Mind, Brain and Education

We were privileged to spend an hour with Kurt Fischer Ph. D. who is Charles Bigelow Professor of Human Development & Psychology and Director of the Mind, Brain, and Education program at the Harvard Graduate School of Education.

Professor Fischer is exploring the inter-relationships between:

 Education—-Neuroscience—–Cognitive Science

He started out be exploding some of the myths which have built up around Neuroscience and learning.

“There is no such thing as someone who has a dominant side of their brain”

I was amazed to see people who had had one of the brain’s hemisphere’s removed by surgery and that contrary to all predictions for a “left brain” child he had become skilled at drawing.

Professor Fischer’s goal is to put cognitive science, biology and education together to enable optimal learning to take place.

The following video extracts show Prof.

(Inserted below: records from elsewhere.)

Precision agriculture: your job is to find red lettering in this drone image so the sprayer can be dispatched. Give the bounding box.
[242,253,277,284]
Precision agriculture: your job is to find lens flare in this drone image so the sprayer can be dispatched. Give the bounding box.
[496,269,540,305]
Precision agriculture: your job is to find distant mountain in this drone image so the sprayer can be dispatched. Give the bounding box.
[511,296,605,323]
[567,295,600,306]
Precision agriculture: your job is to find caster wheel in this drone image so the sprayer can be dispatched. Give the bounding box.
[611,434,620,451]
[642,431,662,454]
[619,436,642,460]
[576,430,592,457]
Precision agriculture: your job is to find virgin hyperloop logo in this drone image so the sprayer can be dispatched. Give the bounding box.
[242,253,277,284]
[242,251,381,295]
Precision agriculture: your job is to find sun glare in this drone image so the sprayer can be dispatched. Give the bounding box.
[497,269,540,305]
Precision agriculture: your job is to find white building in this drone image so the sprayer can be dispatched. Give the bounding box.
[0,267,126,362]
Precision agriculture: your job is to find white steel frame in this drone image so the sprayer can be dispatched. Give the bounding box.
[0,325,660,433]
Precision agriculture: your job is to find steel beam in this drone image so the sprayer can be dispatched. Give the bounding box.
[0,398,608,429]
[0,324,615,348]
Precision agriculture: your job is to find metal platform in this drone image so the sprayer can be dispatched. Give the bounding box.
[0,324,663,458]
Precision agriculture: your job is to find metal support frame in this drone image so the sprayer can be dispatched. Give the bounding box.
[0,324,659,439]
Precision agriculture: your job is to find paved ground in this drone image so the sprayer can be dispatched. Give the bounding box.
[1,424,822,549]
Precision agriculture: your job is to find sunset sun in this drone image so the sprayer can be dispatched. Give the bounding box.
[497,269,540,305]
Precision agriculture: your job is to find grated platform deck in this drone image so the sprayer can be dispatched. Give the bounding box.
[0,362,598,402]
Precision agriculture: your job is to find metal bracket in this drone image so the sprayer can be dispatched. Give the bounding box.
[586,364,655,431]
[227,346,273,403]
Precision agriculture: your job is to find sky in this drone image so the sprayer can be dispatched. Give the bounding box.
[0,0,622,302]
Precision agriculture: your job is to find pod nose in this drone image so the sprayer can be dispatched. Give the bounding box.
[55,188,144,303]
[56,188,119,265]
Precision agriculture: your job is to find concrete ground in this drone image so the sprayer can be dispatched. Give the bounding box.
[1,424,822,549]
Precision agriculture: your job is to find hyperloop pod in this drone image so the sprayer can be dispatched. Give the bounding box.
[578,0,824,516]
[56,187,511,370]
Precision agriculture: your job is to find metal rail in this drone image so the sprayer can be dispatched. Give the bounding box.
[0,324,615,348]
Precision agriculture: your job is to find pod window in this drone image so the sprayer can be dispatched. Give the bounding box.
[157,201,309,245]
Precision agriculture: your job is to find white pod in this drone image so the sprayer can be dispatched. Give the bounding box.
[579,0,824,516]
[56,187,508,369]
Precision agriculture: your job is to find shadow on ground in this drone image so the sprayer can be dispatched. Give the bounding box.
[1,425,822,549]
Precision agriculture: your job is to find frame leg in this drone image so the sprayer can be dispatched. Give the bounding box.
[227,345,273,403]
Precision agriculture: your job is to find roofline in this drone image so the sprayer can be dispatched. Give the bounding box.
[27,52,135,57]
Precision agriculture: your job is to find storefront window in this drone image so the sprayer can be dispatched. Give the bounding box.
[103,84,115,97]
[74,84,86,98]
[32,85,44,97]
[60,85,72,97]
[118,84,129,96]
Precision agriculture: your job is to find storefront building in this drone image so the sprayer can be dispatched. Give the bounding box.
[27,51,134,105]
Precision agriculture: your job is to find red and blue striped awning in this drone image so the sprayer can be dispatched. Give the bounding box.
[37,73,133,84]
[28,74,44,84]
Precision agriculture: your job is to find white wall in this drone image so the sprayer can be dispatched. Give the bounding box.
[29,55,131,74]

Fischer explaining this in more detail: (you will need to download Real Player to access all the videos)

Here Prof. Fischer provides an overview of this work, describing growth spurts in brain and cognitive development that occur within the same age periods during the school years.

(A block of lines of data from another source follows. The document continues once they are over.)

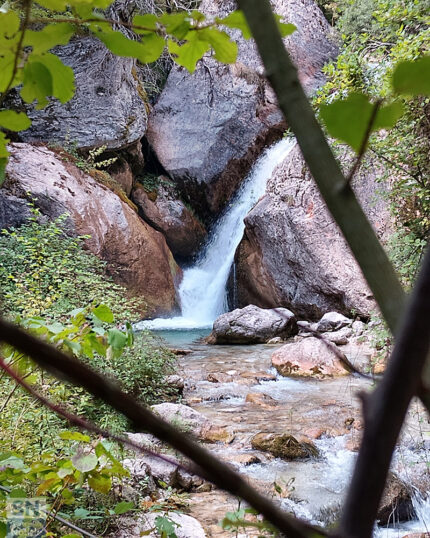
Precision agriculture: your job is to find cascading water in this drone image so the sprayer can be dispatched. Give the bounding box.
[137,138,295,331]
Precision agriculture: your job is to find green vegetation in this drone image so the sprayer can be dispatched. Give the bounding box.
[315,0,430,287]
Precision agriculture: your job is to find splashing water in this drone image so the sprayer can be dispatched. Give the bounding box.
[137,138,295,331]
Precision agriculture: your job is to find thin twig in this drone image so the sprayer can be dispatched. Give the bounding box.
[0,322,326,538]
[345,99,382,185]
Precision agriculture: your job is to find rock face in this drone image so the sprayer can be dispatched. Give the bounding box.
[132,182,207,258]
[251,432,318,460]
[235,143,393,319]
[4,143,180,316]
[208,304,298,344]
[19,37,148,149]
[146,0,336,216]
[271,337,351,378]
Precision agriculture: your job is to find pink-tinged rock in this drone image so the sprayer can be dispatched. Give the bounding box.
[271,337,351,378]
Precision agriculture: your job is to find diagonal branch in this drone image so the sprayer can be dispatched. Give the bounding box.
[0,318,326,538]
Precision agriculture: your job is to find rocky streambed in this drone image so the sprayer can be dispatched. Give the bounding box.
[118,328,430,537]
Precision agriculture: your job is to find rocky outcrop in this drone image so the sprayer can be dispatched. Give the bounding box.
[19,37,148,150]
[251,432,318,460]
[271,337,351,378]
[235,143,393,319]
[208,304,298,344]
[146,0,337,216]
[4,143,180,316]
[132,181,207,258]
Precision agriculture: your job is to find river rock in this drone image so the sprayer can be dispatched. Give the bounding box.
[132,182,207,258]
[377,473,414,525]
[19,36,148,150]
[317,312,353,332]
[151,403,232,443]
[245,392,278,408]
[325,327,353,346]
[271,337,351,378]
[251,432,318,460]
[4,143,180,316]
[208,305,298,344]
[235,143,393,319]
[111,512,206,538]
[146,0,336,216]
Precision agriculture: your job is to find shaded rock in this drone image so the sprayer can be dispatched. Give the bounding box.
[19,37,148,150]
[164,375,185,393]
[208,304,298,345]
[325,327,353,346]
[4,143,180,316]
[108,157,134,196]
[0,191,32,230]
[120,459,157,495]
[111,512,206,538]
[151,403,232,443]
[378,473,414,525]
[124,455,177,487]
[317,312,352,332]
[177,468,204,490]
[147,0,336,216]
[235,143,393,319]
[251,432,318,460]
[132,182,206,258]
[271,337,351,378]
[352,320,366,335]
[245,392,278,408]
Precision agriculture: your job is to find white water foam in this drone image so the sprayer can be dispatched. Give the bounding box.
[137,138,296,331]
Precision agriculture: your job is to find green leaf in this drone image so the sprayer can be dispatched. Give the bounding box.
[0,132,10,157]
[0,157,7,187]
[0,11,20,38]
[160,12,191,40]
[198,28,238,63]
[94,29,164,64]
[217,10,252,39]
[107,328,128,350]
[59,431,91,443]
[320,92,403,152]
[92,304,114,323]
[74,507,90,519]
[168,33,210,73]
[113,501,134,515]
[392,56,430,96]
[35,0,68,10]
[8,487,26,498]
[132,14,158,32]
[155,515,178,538]
[277,22,296,37]
[88,473,111,494]
[0,110,31,132]
[34,53,75,103]
[72,453,98,473]
[20,60,53,108]
[24,23,75,53]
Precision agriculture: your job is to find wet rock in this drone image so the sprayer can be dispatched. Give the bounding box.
[267,337,283,344]
[240,371,277,382]
[271,337,351,378]
[228,453,262,466]
[251,433,318,460]
[111,512,206,538]
[378,473,414,525]
[235,144,393,319]
[151,403,233,443]
[208,305,298,344]
[207,372,234,383]
[20,37,148,150]
[402,534,430,538]
[245,392,278,408]
[317,312,353,332]
[4,143,180,316]
[147,0,336,216]
[132,182,207,258]
[177,468,204,490]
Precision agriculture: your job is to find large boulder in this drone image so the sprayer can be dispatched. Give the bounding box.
[208,304,298,344]
[235,143,393,319]
[19,36,148,150]
[4,143,180,316]
[271,337,351,378]
[146,0,337,216]
[132,181,207,258]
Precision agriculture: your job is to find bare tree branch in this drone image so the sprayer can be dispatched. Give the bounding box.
[0,318,326,538]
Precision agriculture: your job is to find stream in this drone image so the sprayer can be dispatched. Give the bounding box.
[136,139,430,536]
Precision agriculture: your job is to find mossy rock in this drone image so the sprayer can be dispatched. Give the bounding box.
[251,432,319,460]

Here he elaborates on measuring the growth in brain activity from childhood through early adulthood. He describes how EEG (electroencephalogram) techniques can be used to detect developmental patterns in brain connections.

In this clip, Kurt Fischer uses the example of children’s social role understanding to illustrate how simple representations are reorganized into more complex representations and then into abstract concepts. These new skills that emerge in children’s best performance are closely associated with growth spurts of brain activity. (view text)

Fischer’s point is that we suffer from a pervasive mataphor in our culture for learning and teaching which sees knowledge and ideas as objects  which can be exchanged, “I gave the idea to Sally” and the brain as a container “I can’t get this idea out of my mind”

Professor Fischer’s point is that we need active involvement for learning to take place.

He referred to the PLASTICITY of the brain - “it changes based on active experience” - see this clip where he explores how people are more than just their brains.

“There’s a misconception that we have to get rid of, a prevalent misconception in the English language and culture in general, that we are brains – that we learn with our brains as opposed to being people who have brains that help us learn.  We are not brains disembodied in the bucket sitting in the corner. And likewise, we don’t learn by having information stuck into our brains.

So by one image, I have a port up here on my brain – see that little mark right here on my forehead – and that’s where I plug in every morning, and the computer tells me the knowledge for today.

Well, it doesn’t work that way. We have to learn more actively than that.
So it is not true that you can plug the world into the brain and thereby know everything. Instead, knowledge has to built.”

Kurt Fischer

For me this linked very well with what Richard Elmore had been syaing about the importance of the “instructional task” which must challenge and involve the learner.